You have a low-voltage supply line, assume 3.3V, so you want anything that requires 5V to run. This is a tough call particularly if it includes batteries. A turn mode converter, more accurately a boost converter, is the only obvious path forward.

1N4148-100V-200mA-General-Purpose-Diode

Hardware Components

The following components are required to make Charge Pump Circuit

S.noComponentValueQty
1.Diodes1N4148W6
2.Capacitors10uF, 100uF5, 1
3.Power Supply1

Charge Pump Circuit

Working Explanation

The easiest way to explain that is to picture the situation below. Using a 9V battery, you charge a capacitor, so the voltage around the condenser is also 9V. You then take another condenser and charge it up to 9V too. Link the two condensers now in series and calculate the voltage between them-18V.

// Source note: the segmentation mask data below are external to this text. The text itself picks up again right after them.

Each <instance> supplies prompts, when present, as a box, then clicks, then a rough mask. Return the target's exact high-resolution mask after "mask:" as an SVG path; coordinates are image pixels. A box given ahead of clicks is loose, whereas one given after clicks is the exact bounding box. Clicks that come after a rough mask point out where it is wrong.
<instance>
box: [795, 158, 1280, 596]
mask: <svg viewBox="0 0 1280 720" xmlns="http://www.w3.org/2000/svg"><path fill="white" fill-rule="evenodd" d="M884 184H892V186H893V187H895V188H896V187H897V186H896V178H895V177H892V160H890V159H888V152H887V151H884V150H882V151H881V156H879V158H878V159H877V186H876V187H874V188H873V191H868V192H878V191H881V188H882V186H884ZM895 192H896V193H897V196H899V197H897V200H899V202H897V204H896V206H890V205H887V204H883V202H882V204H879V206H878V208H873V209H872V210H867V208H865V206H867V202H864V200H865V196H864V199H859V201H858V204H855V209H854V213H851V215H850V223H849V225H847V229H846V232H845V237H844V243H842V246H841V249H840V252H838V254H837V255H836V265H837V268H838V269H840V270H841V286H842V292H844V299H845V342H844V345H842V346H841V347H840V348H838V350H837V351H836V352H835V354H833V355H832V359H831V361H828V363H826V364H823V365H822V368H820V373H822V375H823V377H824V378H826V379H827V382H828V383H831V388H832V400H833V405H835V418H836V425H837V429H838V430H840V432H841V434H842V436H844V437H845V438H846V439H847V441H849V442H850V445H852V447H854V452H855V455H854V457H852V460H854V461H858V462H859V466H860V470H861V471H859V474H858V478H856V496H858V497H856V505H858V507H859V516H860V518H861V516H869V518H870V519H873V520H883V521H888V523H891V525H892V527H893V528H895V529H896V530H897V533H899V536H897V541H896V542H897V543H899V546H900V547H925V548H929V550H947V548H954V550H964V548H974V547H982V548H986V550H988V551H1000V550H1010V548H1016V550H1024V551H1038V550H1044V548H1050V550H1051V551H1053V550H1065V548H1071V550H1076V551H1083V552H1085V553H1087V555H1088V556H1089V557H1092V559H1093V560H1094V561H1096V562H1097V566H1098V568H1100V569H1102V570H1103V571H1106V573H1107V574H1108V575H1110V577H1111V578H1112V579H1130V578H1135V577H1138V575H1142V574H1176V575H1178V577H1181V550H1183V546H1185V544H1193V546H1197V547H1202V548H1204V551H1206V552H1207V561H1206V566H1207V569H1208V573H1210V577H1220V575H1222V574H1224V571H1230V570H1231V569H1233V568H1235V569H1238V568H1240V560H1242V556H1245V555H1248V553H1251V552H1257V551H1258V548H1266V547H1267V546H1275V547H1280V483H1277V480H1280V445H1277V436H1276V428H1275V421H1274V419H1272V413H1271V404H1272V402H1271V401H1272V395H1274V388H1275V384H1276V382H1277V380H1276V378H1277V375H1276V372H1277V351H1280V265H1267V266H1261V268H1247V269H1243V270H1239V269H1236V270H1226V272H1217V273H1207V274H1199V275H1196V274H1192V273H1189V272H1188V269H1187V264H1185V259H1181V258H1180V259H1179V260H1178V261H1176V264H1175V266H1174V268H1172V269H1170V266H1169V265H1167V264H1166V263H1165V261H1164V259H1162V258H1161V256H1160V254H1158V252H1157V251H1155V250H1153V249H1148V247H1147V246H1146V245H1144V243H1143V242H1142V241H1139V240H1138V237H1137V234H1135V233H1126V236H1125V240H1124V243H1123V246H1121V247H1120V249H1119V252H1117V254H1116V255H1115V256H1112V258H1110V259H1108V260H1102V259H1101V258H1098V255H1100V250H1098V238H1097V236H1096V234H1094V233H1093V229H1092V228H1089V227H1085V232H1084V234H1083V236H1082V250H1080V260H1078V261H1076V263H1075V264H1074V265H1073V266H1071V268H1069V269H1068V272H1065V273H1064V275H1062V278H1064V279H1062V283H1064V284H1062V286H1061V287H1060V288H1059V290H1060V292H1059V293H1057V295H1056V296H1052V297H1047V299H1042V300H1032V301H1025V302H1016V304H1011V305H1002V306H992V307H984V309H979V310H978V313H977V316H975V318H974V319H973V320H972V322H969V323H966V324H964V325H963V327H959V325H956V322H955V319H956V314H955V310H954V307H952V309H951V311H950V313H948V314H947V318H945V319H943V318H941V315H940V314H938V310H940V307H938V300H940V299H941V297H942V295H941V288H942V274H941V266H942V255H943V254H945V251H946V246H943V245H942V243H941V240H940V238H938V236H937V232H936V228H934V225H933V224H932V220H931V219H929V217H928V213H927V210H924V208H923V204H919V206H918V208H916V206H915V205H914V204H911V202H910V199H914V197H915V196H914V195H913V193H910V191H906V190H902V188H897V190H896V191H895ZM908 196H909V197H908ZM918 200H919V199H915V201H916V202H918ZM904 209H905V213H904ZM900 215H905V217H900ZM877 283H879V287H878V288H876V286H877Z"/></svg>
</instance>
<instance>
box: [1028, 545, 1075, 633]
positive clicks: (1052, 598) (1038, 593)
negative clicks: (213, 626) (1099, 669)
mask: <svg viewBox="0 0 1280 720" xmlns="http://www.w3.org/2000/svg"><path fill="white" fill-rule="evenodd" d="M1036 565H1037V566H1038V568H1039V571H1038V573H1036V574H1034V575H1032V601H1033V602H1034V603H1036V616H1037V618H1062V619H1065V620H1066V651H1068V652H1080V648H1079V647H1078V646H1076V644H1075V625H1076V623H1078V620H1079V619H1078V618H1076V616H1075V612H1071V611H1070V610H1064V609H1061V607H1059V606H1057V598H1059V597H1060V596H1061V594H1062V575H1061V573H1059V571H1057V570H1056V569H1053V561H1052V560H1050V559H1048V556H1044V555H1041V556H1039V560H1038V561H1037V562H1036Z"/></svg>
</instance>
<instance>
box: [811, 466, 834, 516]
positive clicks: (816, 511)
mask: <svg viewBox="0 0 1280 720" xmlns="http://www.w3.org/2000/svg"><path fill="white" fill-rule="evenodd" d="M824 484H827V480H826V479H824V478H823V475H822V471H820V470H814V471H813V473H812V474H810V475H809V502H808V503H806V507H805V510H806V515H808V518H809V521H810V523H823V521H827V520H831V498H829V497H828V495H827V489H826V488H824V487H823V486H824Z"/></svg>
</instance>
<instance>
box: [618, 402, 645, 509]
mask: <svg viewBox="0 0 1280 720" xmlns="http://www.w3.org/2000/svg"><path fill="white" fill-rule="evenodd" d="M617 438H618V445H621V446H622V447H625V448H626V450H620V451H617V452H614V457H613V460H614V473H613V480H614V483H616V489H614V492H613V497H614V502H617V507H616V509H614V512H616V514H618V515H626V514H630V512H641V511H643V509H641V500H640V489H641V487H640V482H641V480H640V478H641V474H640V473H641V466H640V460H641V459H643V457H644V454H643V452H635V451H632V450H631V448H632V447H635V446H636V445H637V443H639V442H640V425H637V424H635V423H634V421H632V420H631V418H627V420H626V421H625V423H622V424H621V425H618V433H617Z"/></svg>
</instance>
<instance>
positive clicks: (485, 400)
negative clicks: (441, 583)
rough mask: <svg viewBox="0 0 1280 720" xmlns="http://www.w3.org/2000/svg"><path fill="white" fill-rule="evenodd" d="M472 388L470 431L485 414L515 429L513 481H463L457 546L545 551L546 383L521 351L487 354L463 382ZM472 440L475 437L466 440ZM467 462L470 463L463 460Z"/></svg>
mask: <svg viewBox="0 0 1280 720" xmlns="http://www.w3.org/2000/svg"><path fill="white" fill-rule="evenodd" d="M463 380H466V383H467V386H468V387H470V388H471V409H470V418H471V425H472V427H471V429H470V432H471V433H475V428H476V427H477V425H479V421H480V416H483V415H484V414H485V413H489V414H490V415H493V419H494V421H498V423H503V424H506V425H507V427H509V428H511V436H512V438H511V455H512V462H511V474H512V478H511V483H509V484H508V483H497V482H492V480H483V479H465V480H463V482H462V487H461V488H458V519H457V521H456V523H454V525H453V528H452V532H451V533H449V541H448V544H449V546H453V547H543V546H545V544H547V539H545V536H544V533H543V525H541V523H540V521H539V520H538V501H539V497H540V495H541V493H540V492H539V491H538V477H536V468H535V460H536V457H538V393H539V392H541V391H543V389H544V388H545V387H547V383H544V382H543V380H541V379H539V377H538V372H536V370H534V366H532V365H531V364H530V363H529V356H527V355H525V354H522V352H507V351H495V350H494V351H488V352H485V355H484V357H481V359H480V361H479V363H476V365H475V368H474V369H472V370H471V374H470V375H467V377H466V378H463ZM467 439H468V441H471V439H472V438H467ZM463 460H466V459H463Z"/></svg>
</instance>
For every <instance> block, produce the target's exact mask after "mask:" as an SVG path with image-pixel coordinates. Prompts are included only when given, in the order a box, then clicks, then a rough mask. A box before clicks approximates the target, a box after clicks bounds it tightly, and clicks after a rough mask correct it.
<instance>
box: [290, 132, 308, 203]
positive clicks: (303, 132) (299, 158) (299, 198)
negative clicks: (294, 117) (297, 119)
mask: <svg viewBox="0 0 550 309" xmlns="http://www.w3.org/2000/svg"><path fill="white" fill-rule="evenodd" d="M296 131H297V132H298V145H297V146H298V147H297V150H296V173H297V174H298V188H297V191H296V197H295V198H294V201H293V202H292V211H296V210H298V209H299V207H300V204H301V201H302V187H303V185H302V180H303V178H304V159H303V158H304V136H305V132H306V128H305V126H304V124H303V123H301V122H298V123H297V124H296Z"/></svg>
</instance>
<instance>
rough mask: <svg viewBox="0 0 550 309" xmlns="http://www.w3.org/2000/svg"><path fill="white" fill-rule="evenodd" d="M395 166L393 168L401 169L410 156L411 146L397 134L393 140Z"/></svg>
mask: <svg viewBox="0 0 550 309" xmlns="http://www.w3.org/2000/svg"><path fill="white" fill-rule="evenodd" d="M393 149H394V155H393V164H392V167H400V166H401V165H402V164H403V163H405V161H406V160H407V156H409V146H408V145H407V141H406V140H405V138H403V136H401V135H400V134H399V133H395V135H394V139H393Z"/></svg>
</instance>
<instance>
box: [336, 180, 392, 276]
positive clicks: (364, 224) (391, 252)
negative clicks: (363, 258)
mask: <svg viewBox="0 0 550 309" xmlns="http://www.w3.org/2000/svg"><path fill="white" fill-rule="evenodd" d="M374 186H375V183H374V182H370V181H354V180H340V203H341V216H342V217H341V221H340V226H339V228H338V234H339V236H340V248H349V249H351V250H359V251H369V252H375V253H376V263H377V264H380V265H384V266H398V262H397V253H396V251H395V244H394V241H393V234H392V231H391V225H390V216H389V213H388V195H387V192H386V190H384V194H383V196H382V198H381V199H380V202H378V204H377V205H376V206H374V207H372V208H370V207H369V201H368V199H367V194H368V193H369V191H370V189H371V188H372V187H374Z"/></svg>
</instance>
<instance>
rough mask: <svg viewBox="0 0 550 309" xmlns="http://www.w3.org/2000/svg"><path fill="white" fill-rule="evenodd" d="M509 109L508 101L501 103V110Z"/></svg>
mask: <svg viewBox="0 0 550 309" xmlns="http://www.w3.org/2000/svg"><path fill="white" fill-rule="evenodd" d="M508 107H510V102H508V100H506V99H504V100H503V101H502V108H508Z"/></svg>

This is the basic concept of the load pump process-take two condensers, Load them individually and then bring them into order, even though the rearrangement is performed electronically in a real charge pump. Of course, this is not limited to just two condensers, successive stages can be cascaded to achieve higher output voltages.

Application and Uses

  • Bipolarity source for the op-amps in a circuit where there is just one voltage. Op-amps do not use a huge amount of current and it’s a great fit.
  • It is also used by gate drivers.